Kunos C, Radivoyevitch T, Abdul-Karim FW, Fanning J, Abulafia O, Bonebrake AJ, Usha L - J Transl Med (2012)

Bottom Line: The potent ribonucleotide reductase (RNR) inhibitor 3-aminopyridine-2-carboxyaldehyde-thiosemicarbazone (3-AP) was tested as a chemosensitizer for restored cisplatin-mediated cytotoxicity in platinum-resistant ovarian cancer.Pre-therapy ovarian cancer tissues were analyzed by immunohistochemistry for RNR subunit expression as an indicator of cisplatin plus 3-AP treatment response. 3-AP preceding cisplatin exposure in platinum-resistant ovarian cancer cells was not as effective as sequencing cisplatin plus 3-AP together in cell survival assays.Platinum-mediated DNA damage (i.e., γH2AX foci) resolved quickly after cisplatin-alone or 3-AP preceding cisplatin exposure, but persisted after a cisplatin plus 3-AP sequence.
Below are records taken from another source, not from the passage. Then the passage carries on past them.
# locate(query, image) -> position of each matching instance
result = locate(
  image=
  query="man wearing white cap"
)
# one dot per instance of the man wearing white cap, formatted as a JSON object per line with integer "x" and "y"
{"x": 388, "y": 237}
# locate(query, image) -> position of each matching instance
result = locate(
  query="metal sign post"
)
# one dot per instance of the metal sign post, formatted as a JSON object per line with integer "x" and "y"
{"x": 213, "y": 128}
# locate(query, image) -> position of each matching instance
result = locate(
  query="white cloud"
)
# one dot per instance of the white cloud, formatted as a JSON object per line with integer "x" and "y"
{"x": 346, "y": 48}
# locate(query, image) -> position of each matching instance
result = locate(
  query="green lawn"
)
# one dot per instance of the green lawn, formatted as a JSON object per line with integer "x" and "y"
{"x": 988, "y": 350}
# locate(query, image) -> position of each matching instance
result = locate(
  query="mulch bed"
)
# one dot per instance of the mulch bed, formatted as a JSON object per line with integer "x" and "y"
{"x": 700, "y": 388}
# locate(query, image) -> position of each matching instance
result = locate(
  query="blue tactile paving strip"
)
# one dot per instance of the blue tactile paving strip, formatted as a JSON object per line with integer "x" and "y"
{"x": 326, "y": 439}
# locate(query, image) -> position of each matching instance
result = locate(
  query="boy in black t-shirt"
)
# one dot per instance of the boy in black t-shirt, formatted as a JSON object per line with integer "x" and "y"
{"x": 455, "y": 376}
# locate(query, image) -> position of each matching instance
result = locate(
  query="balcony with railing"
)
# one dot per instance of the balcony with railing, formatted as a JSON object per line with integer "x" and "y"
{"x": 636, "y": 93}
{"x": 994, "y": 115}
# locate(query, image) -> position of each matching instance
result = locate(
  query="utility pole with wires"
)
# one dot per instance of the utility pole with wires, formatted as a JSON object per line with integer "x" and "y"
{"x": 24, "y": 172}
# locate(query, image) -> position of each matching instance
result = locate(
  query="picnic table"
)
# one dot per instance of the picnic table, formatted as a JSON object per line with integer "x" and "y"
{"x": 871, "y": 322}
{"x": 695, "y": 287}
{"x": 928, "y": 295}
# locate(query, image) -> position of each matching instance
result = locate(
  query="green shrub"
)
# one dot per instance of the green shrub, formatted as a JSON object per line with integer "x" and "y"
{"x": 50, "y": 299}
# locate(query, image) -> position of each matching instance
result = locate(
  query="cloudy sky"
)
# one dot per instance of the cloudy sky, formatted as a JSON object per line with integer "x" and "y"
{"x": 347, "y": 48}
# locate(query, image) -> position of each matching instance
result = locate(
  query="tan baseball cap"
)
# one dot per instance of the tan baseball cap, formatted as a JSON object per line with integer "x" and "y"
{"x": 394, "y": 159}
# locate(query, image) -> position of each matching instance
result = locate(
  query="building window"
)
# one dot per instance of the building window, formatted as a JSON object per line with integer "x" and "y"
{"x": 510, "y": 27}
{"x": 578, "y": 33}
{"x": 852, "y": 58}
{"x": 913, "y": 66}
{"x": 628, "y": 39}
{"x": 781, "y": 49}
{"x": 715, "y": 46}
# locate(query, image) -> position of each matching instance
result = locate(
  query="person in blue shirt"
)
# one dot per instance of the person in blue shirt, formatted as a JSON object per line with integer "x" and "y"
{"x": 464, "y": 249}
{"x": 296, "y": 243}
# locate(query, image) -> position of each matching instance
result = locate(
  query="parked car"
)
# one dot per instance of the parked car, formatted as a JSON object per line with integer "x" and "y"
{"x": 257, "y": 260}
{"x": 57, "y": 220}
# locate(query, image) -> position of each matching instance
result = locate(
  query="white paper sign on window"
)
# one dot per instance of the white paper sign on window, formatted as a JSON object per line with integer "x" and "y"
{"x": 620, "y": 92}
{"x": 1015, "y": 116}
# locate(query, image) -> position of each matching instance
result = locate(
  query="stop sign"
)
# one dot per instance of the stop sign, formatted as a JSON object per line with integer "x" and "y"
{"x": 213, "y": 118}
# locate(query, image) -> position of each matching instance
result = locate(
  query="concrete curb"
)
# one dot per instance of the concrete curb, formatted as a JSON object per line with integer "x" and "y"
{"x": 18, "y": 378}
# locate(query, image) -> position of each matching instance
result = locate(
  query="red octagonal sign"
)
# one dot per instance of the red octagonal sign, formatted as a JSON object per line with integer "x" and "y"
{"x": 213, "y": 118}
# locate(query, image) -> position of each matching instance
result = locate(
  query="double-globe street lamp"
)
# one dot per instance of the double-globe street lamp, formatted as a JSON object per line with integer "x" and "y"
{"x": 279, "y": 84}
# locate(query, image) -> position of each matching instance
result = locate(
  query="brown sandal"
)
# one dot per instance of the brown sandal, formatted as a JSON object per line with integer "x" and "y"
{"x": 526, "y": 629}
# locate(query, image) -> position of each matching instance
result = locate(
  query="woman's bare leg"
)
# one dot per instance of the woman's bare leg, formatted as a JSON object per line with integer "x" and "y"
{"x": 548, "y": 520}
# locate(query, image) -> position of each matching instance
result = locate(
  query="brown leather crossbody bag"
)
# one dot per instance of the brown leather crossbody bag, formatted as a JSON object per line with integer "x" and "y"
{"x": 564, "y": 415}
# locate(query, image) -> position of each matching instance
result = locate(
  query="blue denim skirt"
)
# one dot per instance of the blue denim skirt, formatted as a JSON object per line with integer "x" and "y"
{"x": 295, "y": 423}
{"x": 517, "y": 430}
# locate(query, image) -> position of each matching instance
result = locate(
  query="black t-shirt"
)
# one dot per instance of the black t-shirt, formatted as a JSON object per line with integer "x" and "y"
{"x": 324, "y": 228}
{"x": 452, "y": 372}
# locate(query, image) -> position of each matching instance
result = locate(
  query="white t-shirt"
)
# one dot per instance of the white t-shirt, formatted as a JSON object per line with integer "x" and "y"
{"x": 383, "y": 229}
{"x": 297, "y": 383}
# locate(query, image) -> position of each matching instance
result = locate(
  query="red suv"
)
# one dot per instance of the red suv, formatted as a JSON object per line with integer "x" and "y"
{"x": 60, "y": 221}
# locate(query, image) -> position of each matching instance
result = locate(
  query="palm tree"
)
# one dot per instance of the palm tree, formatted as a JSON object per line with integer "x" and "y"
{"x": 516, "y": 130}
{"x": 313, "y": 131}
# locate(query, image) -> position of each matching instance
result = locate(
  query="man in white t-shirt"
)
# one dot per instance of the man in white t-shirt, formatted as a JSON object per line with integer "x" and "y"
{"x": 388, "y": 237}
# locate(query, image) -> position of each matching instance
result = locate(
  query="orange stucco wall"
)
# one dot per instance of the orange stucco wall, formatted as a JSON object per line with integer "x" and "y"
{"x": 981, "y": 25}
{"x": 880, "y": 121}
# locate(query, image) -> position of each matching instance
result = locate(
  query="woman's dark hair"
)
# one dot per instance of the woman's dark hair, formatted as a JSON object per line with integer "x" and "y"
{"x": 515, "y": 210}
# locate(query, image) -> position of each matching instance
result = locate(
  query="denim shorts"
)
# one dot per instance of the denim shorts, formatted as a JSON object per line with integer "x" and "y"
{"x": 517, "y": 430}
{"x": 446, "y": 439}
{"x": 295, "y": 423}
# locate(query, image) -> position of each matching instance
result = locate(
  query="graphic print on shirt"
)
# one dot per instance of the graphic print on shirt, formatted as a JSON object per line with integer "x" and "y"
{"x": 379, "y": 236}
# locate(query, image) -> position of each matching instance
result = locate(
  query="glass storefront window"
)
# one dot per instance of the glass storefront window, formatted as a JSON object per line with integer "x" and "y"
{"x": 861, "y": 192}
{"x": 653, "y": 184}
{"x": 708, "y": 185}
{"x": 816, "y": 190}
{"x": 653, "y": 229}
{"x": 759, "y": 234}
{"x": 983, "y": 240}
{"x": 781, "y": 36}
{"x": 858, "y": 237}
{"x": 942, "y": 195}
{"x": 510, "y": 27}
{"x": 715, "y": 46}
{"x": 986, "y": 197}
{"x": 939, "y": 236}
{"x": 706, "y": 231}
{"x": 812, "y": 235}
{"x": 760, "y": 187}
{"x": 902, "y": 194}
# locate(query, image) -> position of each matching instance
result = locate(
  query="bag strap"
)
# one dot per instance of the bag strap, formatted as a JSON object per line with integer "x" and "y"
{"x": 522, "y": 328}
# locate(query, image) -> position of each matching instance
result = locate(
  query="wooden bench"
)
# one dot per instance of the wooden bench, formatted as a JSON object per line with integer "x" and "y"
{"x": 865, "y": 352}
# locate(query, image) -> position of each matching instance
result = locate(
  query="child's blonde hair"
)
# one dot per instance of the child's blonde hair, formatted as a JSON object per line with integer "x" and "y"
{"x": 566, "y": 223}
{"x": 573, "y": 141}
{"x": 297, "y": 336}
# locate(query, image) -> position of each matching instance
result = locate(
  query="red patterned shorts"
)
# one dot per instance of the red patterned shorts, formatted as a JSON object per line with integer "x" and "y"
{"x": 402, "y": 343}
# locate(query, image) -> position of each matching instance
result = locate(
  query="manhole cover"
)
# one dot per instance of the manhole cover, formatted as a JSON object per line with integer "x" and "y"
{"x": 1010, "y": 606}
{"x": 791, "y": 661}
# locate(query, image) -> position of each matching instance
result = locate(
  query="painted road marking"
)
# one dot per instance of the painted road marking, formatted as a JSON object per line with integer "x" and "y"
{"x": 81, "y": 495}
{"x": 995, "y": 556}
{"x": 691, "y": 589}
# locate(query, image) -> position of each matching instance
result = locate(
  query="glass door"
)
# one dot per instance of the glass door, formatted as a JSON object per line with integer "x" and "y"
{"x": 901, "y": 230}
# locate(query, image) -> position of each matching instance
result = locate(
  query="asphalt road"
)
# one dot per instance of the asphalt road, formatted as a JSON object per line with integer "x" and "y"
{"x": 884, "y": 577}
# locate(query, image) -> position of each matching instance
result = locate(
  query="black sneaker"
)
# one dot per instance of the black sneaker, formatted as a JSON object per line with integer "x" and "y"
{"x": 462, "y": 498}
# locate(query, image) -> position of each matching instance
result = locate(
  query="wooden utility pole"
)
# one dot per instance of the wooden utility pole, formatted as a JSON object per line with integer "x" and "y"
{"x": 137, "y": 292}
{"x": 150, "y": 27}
View Article: PubMed Central - HTML - PubMed

Affiliation: Department of Radiation Oncology, University Hospitals of Cleveland, Cleveland, OH 44106, USA. charles.kunos@UHhospitals.org

ABSTRACT

Background: The potent ribonucleotide reductase (RNR) inhibitor 3-aminopyridine-2-carboxyaldehyde-thiosemicarbazone (3-AP) was tested as a chemosensitizer for restored cisplatin-mediated cytotoxicity in platinum-resistant ovarian cancer.

Methods: Preclinical in vitro platinum-resistant ovarian cancer cell survival, RNR activity, and DNA damage assays were done after cisplatin or cisplatin plus 3-AP treatments. Six women with platinum-resistant ovarian cancer underwent four-day 3-AP (96 mg/m(2), day one to four) and cisplatin (25 mg/m(2), day two and three) infusions every 21 days until disease progression or adverse effects prohibited further therapy. Pre-therapy ovarian cancer tissues were analyzed by immunohistochemistry for RNR subunit expression as an indicator of cisplatin plus 3-AP treatment response.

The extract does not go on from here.